WILLIAMS: Georgia’s Civil War (2017)

Georgia’s Civil War: Conflict on the Home Front by David Williams. Mercer University Press, 2017. Cloth, IBSN: 978-0881466317. $35.00.

The Civil War was as much a conflict within the Union and Confederacy as it was between the belligerents. These “intra-societal tensions” directly influenced the armies in the field and the outcome of the war. In Georgia’s Civil War: Conflict on the Home Front, historian David Williams examines how the circumstances on the home front in Georgia contributed to the Confederacy’s collapse on the battlefield. Drawing on extensive archival research from governmental and civilian collections, Williams argues that the key to understanding the Confederacy’s loss is the significant desertion rate among soldiers and its toll on the fighting strength of southern armies.

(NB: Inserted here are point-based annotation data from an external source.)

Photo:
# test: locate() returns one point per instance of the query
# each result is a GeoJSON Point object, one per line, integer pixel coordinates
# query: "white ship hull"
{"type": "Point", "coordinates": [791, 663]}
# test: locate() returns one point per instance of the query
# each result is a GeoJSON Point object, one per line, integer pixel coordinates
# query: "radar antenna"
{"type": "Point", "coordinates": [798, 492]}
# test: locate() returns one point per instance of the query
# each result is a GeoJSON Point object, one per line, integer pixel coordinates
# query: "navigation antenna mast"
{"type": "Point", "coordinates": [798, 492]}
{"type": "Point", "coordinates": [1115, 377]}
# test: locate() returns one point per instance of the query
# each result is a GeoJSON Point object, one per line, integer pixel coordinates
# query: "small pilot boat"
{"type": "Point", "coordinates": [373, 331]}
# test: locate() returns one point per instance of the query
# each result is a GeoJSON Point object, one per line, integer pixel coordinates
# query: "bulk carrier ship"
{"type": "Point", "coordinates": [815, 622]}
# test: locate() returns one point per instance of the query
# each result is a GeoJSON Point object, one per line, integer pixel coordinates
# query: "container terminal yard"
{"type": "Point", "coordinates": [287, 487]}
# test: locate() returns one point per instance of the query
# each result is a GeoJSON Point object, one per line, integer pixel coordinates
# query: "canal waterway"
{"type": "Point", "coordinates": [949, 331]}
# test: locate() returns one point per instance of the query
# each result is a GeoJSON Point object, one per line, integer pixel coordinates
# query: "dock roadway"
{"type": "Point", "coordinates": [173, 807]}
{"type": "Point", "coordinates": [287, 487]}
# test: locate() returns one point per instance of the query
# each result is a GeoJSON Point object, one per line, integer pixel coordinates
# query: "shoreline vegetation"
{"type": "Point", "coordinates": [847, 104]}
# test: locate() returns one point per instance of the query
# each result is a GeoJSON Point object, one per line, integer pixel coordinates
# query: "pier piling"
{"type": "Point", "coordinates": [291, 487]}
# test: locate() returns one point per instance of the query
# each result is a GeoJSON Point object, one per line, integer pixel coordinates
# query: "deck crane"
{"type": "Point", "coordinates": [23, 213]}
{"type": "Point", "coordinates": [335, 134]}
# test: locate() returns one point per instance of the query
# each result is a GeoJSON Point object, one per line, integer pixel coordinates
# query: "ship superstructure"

Structured chronologically, the book opens with a chapter on Georgia during the antebellum era. It examines the cleavages within the state among its white slave-owning and non-slave-owning population. These cleavages, the author contends, persisted during the secession debate in the state and well into the war. The next four chapters explore the connection between the home front and battlefront. They focus on the worsening conditions for civilians and why that environment made many soldiers decide to quit their military service. The epilogue discusses the role of Reconstruction and the Lost Cause in achieving success in solidifying a Confederate identity that never fully congealed from 1861-1865.

Williams situates his textwithin the historiographical debate over the reasons for the Confederacy’s failure. Did the Confederacy lose the war on the battlefield, or did a deteriorating economic environment and plummeting optimism make the effective prosecution of the war impossible? Williams asserts that it was the latter. By so doing, he joins other scholars, such as William Freehling in The South Vs. The South: How Anti-Confederate Southerners Shaped the Course of the Civil War (2001) and Stephanie McCurry in Confederate Reckoning: Power and Politics in the Civil War South (2010). Williams shows that a number of constituencies, such as planters and political leaders, made selfish and short-sided choices that undercut morale and the ability of the Confederacy to prosecute the war. Planters’ decisions to devote more acreage to cotton than to corn created a food shortage that exacerbated the desertion problem. Scarcities and unaffordable prices—in large measure resulting from planter-induced market speculation—meant that Georgia families went hungry. Soldiers received word from home about these hardships, which drove them to abandon the military and return to their kin. Public officials, including Governor Joseph Brown, actively opposed and spoke out against the conscription acts enacted by the Confederate Congress. Even some state courts were dubious about the constitutionality of conscription. All of these actions worsened the manpower shortages crippling Confederate armies.

Lower class white families’ struggles to survive and their perception of preferential treatment for planters motivated able-bodied Georgians to refuse reenlistment. Most noteworthy is Williams’ contention that at the root of the desertion and the refusal to fight for the Confederacy was “the Lost Causes’ lack of firm support from most Southerners” (239). Confederate soldiers did not have the will to fight, especially when doing so meant the continued suffering of family members. This argument about the lack of firm support and the statement that “most southern whites had opposed Secession to begin with” (239) will be contested most by Civil War historians who argue that southern resolve remained strong during the war—and even strengthened in the face of the Union’s hard war strategy.

This historical work makes it strongest contribution by emphasizing the absolute necessity of viewing the war from the perspective of the home front. Soldiers, and by extension armies, reacted to what was happening back home. Women, enslaved African Americans, and upper-class planters determined the parameters within which the Confederate military effort would succeed or fail on the battlefield.

Georgia’s Civil War is a clearly argued narrative about life on the Georgia home front during the Civil War and its powerful influence on military affairs. The monograph will appeal to scholars interested about Georgia during the Civil War and the role the home front had in shaping the larger conflict. It would be suitable for use in graduate seminars and upper division undergraduate courses on the Civil War.

John C. Kennedy received his Ph.D. from Purdue University.